Afrique: Difficile accès à la terre – Les femmes victimes d'une absence de volonté politique

10 Novembre 2016

En Afrique, les femmes accèdent difficilement à la terre alors qu'elles contribuent plus dans la production agricole. Un état des lieux permet de constater que cet état de fait n'est que la résultante d'une absence de volonté politique qui pêche dans l'application d'un cadre juridique qui ne dénie pas ce droit à la femme.

Le difficile accès des femmes à la terre est jugé paradoxale voir incompréhensible aux yeux de plusieurs observateurs qui ont pointé du doigt une « complicité » des autorités publiques à ne pas veiller à l'application des textes juridiques existants. Le panel sur « La terre de tous : L'exercice du droit à la terre », inscrit dans le cadre de la campagne L'Affaire de Tous : Droits de la Femme en Afrique de l'Ouest, initiée par l'Open Society Initiative for West Africa (Osiwa), tenu ce mercredi 9 novembre 2016 à Dakar, a permis de s'en rendre compte.

Farouche défenseur de la nature, Mme Mariama Sow, coordonnatrice d'ENDA PRONAT a d'emblée mis les pieds dans le plat. Elle s'est étonnée du fait que la loi n'a jamais été un frein pour l'accès des femmes à la terre qui, à son avis, est plutôt lié à des problèmes économique et culturel.

Dans cette même veine, le Dr Alpha Ba, enseignant-chercheur à l'École Normale Supérieur d'Agriculture de Thiès estime que « si l'accès des femmes à la terre continue d'exister c'est que l'approche pour la résolution de ce problème a été faussée ». A son avis, il serait préférable de montrer comment cet accès constitue d'abord un impératif de la communauté avant même d'être un intérêt pour la femme.

Panélistes comme participants ont dénoncé les « démarches en trompe-l'œil » consistant à affecter des lopins de terre à des groupements composés d'une demi-centaine de femmes. Un moyen que les autorités étatiques ou locales utilisent pour se donner bonne conscience face aux multiples interpellations sur la question du difficile accès des femmes à la terre.

Devant cet état de fait, Daouda Diop, un acteur de la société civile connu pour son engagement au droit de la femme, remet en cause la crédibilité de la loi qui, théoriquement, ne constitue pas une entrave à l'accès à la terre. Pour lui, les lois ne sont pas suffisantes car elles manquent de mesures d'application. Face à cette situation, M. Diop recommande la prise de mesures administratives qui vont permettre d'avancer. C'est ainsi qu'il invite les juristes à approfondir la réflexion dans l'optique de trouver les meilleures formules pour une application simple.

Sur cette même cadence, M. Samba Barry, spécialiste en gouvernance Droits Humains et Démocratie à l'USAID, de leur rappeler que : « une loi n'est pertinente que quand elle répond aux aspirations des communautés ».

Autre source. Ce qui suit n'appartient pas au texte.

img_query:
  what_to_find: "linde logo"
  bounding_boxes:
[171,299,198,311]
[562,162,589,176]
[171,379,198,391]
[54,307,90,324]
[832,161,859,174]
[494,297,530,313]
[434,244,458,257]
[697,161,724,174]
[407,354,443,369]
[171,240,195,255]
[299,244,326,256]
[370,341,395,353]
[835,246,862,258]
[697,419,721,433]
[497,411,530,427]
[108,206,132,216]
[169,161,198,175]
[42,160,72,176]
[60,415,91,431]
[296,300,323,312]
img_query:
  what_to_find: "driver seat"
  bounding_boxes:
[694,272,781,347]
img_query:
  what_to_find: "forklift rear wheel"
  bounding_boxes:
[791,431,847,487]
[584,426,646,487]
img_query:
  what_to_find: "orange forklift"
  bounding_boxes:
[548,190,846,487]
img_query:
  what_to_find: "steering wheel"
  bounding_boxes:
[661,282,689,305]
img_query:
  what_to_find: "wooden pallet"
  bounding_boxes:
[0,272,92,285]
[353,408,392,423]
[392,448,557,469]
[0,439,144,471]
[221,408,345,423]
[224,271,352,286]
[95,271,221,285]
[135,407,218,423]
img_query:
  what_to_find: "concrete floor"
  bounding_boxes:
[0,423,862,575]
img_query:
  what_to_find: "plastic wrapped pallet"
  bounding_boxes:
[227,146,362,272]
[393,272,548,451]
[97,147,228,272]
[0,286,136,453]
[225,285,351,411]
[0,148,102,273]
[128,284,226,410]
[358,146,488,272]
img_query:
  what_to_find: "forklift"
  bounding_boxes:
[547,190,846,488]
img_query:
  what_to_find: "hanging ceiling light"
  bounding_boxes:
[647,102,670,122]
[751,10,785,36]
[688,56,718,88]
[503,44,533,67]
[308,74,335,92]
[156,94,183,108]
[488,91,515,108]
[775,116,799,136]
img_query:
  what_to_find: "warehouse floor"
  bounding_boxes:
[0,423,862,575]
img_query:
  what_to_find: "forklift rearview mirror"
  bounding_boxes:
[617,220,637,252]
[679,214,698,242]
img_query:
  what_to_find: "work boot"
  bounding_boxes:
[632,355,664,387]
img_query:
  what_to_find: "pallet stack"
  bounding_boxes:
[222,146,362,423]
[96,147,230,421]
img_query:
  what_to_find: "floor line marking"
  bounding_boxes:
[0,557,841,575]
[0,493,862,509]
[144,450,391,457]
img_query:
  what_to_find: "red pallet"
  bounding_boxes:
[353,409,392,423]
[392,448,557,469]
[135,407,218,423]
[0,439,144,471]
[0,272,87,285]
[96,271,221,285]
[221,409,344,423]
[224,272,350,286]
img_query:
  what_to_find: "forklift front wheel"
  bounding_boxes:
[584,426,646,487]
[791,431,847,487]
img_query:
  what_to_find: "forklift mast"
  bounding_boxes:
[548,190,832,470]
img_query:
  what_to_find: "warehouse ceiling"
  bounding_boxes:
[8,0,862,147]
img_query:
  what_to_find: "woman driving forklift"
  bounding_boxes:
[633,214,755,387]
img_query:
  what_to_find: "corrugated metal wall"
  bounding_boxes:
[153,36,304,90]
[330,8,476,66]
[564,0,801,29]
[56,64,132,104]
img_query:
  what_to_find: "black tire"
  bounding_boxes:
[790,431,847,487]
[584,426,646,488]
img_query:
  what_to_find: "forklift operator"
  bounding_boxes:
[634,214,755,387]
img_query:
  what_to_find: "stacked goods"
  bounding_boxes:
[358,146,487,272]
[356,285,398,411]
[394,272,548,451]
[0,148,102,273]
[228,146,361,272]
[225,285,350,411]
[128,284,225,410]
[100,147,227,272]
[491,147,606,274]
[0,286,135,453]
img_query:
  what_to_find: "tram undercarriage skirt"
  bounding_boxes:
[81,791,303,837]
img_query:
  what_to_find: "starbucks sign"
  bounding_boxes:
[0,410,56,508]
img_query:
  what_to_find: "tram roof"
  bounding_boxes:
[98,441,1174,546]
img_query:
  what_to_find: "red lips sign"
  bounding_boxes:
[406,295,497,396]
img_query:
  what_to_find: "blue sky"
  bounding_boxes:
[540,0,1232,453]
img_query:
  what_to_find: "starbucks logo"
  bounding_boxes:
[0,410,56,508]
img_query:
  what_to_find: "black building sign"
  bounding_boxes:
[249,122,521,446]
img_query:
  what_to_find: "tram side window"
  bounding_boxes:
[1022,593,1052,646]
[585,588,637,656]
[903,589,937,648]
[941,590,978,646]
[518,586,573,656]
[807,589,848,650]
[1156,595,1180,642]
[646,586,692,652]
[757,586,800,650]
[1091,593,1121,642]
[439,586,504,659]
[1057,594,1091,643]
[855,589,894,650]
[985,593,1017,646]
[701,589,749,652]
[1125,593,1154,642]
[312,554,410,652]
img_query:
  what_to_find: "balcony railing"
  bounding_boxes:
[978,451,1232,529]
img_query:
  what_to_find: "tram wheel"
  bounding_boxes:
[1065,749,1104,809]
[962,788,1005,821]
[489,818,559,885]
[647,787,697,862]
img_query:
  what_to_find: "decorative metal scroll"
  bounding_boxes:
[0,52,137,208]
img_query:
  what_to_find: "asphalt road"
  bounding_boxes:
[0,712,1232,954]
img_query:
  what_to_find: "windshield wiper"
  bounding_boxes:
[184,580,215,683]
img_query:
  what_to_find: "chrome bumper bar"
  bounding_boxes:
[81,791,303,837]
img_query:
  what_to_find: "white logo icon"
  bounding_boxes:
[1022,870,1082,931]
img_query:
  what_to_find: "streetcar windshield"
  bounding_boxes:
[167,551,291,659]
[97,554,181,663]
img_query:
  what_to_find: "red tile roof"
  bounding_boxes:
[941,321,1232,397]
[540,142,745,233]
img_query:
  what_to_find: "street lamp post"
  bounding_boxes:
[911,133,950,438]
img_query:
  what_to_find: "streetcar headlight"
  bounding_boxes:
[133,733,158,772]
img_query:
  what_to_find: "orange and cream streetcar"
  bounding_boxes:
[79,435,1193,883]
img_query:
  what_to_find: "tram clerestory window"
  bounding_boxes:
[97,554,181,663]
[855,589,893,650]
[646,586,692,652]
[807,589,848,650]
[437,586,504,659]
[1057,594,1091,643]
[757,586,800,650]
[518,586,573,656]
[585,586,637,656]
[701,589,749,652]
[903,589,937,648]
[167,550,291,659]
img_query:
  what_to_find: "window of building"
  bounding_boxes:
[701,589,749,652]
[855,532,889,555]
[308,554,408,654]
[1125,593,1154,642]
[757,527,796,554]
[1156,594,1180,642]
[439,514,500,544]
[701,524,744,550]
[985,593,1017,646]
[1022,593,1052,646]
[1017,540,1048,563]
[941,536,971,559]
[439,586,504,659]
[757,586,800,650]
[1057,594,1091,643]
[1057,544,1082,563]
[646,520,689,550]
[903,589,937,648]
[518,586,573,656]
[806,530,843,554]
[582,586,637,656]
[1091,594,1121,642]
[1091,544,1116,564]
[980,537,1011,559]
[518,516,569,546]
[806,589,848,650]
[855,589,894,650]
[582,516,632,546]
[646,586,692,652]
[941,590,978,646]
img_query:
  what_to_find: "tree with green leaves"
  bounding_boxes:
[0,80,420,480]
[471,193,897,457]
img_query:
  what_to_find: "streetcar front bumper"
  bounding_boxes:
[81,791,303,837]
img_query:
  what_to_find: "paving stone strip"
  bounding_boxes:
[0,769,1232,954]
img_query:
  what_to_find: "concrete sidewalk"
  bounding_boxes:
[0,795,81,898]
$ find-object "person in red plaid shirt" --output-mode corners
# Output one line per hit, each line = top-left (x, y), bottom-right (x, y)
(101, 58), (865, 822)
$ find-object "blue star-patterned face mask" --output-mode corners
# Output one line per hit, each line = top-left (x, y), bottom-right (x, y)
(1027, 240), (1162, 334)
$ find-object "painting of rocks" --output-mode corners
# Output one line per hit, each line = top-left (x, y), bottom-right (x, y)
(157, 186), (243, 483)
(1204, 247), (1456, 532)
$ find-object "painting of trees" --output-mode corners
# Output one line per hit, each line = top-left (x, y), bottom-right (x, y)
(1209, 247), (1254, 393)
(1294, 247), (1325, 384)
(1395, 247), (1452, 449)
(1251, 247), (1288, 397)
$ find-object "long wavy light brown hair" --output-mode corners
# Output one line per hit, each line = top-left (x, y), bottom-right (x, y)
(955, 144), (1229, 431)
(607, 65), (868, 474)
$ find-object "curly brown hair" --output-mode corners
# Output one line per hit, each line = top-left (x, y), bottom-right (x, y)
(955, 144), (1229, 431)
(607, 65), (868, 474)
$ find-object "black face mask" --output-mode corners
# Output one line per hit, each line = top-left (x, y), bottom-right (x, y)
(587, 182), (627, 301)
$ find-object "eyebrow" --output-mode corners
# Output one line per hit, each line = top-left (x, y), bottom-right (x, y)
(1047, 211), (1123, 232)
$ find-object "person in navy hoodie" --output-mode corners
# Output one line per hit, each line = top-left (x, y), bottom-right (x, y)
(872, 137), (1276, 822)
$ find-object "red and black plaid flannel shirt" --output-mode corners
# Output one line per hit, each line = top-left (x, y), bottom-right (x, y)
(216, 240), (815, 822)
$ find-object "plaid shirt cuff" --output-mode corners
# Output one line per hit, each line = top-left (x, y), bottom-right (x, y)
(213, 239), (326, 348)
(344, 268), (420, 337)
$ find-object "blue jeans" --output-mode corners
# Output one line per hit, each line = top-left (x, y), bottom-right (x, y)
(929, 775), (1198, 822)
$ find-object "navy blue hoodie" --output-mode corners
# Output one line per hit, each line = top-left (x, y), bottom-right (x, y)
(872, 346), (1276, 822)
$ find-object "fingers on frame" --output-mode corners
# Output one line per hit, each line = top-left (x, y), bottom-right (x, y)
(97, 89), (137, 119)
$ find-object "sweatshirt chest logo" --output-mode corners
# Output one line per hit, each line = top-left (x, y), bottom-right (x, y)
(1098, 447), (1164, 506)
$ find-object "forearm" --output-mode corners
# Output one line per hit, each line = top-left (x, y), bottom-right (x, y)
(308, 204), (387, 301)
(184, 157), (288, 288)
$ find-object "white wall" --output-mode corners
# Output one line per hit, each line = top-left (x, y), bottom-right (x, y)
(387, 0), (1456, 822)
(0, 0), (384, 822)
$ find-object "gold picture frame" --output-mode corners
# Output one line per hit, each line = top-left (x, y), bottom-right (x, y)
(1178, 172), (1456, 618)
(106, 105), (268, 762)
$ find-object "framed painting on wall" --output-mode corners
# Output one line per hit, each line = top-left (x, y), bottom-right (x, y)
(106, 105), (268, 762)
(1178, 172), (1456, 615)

Pour Mariama Sow, résoudre ce problème d'accès à la terre, revient d'abord à replacer les femmes au sein de la société en leur donnant une part entière. Elle pense que cette situation n'est que la résultante de l'absence d'une volonté politique.

La coordonnatrice d'ENDA PRONAT invite autorités et juristes à définir, avec les femmes, des procédures d'anticipation mais en faisant comprendre aux concernées, leur terroir avec un plan de gestion et d'exploitation qui prend en compte les besoins de tout le monde.

Adopter des normes juridiques qui prennent en compte les pratiques communautaires

Avec la situation inconfortable dans laquelle patauge la gouvernance foncière, l'accès des femmes ne pouvait être meilleur au moment où la ressource fait l'objet de toutes les convoitises. En plus de la mainmise des hommes et des gouvernants, les multinationales se tournent de plus vers les terres africaines pour, soit des exploitations agricoles, soit extirper les ressources qu'elle renferme. Un facteur qui, selon Samba Barry, constitue une menace pour l'exploitation familiale qui nourrit principalement les familles africaines.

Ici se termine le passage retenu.